What we can see is that the fraction of hub-hub interactions depends on the size of the network, decreasing for smaller network sizes. Can this explain the result observed by the authors? In figure 3A, taken from the authors’ paper, the whole network was binned by the number of interactions reported per paper. I have tried to calculate the size of different networks obtained from binning according to the scale of the experiment (see table 3).
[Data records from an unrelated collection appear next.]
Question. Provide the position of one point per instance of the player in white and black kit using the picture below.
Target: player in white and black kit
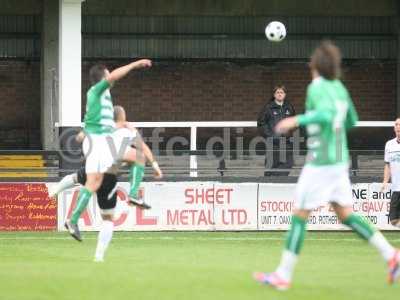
(392, 171)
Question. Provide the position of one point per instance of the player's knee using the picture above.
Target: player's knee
(107, 217)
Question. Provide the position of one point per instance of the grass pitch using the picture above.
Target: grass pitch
(176, 265)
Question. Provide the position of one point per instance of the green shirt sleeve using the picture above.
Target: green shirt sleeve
(100, 87)
(314, 113)
(352, 116)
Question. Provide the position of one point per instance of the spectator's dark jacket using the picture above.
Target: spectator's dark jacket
(271, 114)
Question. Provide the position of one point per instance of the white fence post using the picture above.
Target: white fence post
(193, 147)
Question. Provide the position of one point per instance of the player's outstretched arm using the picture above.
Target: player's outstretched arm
(386, 177)
(121, 72)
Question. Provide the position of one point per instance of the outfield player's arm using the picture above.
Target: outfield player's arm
(386, 170)
(315, 117)
(121, 72)
(315, 114)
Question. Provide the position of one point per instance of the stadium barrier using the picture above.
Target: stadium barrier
(184, 206)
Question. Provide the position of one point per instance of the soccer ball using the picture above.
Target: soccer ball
(275, 31)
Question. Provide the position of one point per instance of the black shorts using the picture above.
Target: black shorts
(394, 212)
(106, 195)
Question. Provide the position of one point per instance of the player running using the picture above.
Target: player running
(125, 136)
(99, 125)
(392, 171)
(325, 176)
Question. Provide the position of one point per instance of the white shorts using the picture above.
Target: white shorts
(319, 185)
(123, 139)
(97, 153)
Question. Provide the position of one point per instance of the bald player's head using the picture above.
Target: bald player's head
(119, 114)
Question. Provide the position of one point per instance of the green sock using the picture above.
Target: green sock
(296, 234)
(360, 225)
(136, 174)
(83, 199)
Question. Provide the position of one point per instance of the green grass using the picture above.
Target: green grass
(176, 265)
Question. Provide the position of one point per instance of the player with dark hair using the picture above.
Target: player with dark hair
(325, 177)
(392, 172)
(99, 126)
(125, 136)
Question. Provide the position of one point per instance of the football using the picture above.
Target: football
(275, 31)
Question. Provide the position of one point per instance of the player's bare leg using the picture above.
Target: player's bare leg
(93, 183)
(366, 231)
(104, 237)
(66, 182)
(136, 160)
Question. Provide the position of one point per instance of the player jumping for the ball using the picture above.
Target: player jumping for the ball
(325, 176)
(99, 126)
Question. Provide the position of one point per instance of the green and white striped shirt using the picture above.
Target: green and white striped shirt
(99, 116)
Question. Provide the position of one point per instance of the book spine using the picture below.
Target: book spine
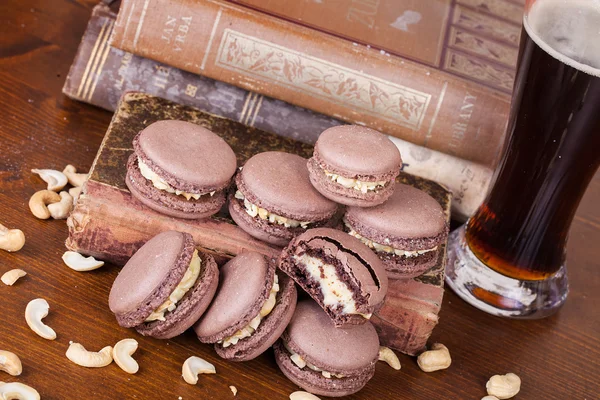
(311, 69)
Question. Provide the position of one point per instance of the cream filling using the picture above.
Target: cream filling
(301, 363)
(161, 184)
(363, 186)
(387, 249)
(252, 326)
(253, 210)
(335, 292)
(189, 279)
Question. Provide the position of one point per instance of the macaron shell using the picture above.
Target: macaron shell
(190, 308)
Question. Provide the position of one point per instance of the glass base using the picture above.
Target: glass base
(498, 294)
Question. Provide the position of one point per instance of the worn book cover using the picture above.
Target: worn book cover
(110, 224)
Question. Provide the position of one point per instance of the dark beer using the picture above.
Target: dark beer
(553, 144)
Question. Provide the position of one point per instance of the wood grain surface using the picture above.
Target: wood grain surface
(556, 358)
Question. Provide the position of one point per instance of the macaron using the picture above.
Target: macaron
(323, 359)
(339, 272)
(165, 287)
(354, 165)
(275, 200)
(180, 169)
(252, 307)
(405, 232)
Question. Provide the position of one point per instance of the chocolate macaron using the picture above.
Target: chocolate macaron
(275, 200)
(323, 359)
(180, 169)
(252, 307)
(339, 272)
(354, 165)
(405, 232)
(165, 287)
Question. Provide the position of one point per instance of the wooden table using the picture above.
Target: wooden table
(556, 358)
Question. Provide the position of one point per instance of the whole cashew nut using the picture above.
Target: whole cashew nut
(35, 311)
(11, 239)
(10, 363)
(39, 201)
(80, 356)
(18, 391)
(435, 359)
(122, 355)
(194, 366)
(386, 354)
(504, 386)
(56, 180)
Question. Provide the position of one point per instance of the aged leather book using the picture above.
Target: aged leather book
(108, 223)
(457, 105)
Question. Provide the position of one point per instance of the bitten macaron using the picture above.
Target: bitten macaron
(354, 165)
(180, 169)
(405, 232)
(165, 287)
(323, 359)
(275, 200)
(339, 272)
(252, 307)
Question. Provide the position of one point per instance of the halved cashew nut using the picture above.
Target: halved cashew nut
(18, 391)
(504, 386)
(61, 209)
(122, 355)
(35, 311)
(10, 363)
(386, 354)
(80, 263)
(435, 359)
(80, 356)
(11, 239)
(194, 366)
(56, 180)
(9, 278)
(39, 201)
(73, 177)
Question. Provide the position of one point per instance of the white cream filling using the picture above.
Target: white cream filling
(252, 326)
(335, 292)
(161, 184)
(387, 249)
(253, 210)
(363, 186)
(189, 279)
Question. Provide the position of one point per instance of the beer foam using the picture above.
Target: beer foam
(568, 30)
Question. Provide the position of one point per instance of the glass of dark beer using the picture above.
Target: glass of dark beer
(509, 258)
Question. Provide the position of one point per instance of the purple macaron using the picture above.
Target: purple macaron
(323, 359)
(405, 232)
(165, 287)
(354, 165)
(180, 169)
(275, 200)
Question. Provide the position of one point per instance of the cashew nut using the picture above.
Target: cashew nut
(504, 386)
(61, 209)
(80, 263)
(80, 356)
(10, 363)
(74, 178)
(122, 355)
(435, 359)
(18, 391)
(11, 239)
(39, 200)
(35, 311)
(56, 180)
(10, 277)
(386, 354)
(194, 366)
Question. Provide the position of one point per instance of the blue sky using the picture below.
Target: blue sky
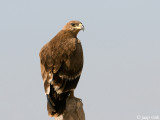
(120, 79)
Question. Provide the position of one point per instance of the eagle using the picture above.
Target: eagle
(61, 62)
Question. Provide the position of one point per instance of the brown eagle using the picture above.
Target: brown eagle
(61, 61)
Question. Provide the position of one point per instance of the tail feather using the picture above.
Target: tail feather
(56, 103)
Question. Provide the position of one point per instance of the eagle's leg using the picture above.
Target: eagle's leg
(72, 93)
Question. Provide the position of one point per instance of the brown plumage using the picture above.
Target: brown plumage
(61, 61)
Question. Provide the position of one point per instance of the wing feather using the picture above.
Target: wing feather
(51, 57)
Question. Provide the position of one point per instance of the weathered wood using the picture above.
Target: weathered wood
(74, 110)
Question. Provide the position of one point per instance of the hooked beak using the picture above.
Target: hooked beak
(80, 27)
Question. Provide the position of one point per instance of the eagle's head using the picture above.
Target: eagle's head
(74, 26)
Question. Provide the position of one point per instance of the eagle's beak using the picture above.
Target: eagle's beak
(80, 27)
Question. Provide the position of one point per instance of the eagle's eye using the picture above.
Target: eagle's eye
(73, 24)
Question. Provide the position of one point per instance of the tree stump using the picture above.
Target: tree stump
(74, 110)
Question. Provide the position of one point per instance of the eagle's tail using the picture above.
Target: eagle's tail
(56, 103)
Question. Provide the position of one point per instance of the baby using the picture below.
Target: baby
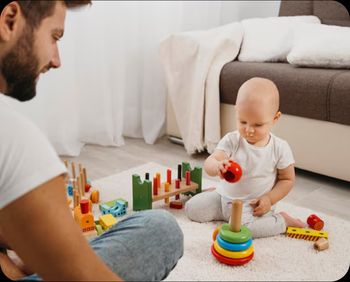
(267, 163)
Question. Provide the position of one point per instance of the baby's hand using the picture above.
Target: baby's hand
(222, 167)
(261, 205)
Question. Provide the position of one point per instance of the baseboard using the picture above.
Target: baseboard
(176, 140)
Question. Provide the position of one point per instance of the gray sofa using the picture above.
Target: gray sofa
(315, 102)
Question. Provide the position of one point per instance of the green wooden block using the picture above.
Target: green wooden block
(112, 203)
(196, 177)
(141, 193)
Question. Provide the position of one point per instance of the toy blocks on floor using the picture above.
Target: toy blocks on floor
(84, 217)
(144, 195)
(107, 221)
(116, 207)
(176, 205)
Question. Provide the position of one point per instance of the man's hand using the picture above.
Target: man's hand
(40, 228)
(261, 205)
(3, 243)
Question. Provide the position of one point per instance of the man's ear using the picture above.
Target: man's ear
(9, 21)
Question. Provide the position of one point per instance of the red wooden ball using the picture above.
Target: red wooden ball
(233, 173)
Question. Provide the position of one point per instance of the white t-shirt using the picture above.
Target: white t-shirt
(27, 158)
(259, 165)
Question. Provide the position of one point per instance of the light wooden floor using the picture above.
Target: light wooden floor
(313, 191)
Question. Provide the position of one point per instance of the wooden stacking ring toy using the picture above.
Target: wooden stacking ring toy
(233, 244)
(234, 247)
(233, 173)
(231, 254)
(230, 261)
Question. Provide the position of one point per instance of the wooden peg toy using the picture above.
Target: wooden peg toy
(166, 190)
(144, 195)
(73, 170)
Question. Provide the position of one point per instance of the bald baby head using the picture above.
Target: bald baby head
(260, 94)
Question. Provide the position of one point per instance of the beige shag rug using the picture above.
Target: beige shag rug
(277, 258)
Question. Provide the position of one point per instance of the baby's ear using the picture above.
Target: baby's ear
(277, 116)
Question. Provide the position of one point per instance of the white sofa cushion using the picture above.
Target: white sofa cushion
(325, 46)
(269, 39)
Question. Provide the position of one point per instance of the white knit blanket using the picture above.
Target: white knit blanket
(192, 64)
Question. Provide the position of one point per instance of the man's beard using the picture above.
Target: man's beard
(20, 68)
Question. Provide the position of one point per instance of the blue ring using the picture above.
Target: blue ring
(233, 247)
I would say that, although I could not reproduce exactly the same bins reported in the paper, the trend is for a decrease of network size when comparing all interactions reported in small-scale studies to those reported in medium-scale experiments. Therefore I think the observed result is mostly explained by differences in network size. In fact, if one would take all interactions reported in experiments observing at least 30 interactions the fraction of hub-hub interactions observed would be even higher than in the network obtained from very small scale experiments.

Summary
I think this manuscript highlights that we should constantly re-evaluate our views on cellular networks as more data is made available. Although the concerns raised here do not contradict their conclusions I think they should have been more carefully discussed. In particular I think we require better methods to extrapolate binary interactions from affinity methods and that it is important to mention that this might lead to false positive interactions. Also, there is a strong effect of network size on the observed fraction of hub-hub interactions. This might explain both the observed increase of hub-hub interactions with increase in the coverage and the observed dependence of the fraction of hub-hub interactions on the scale of the experiment.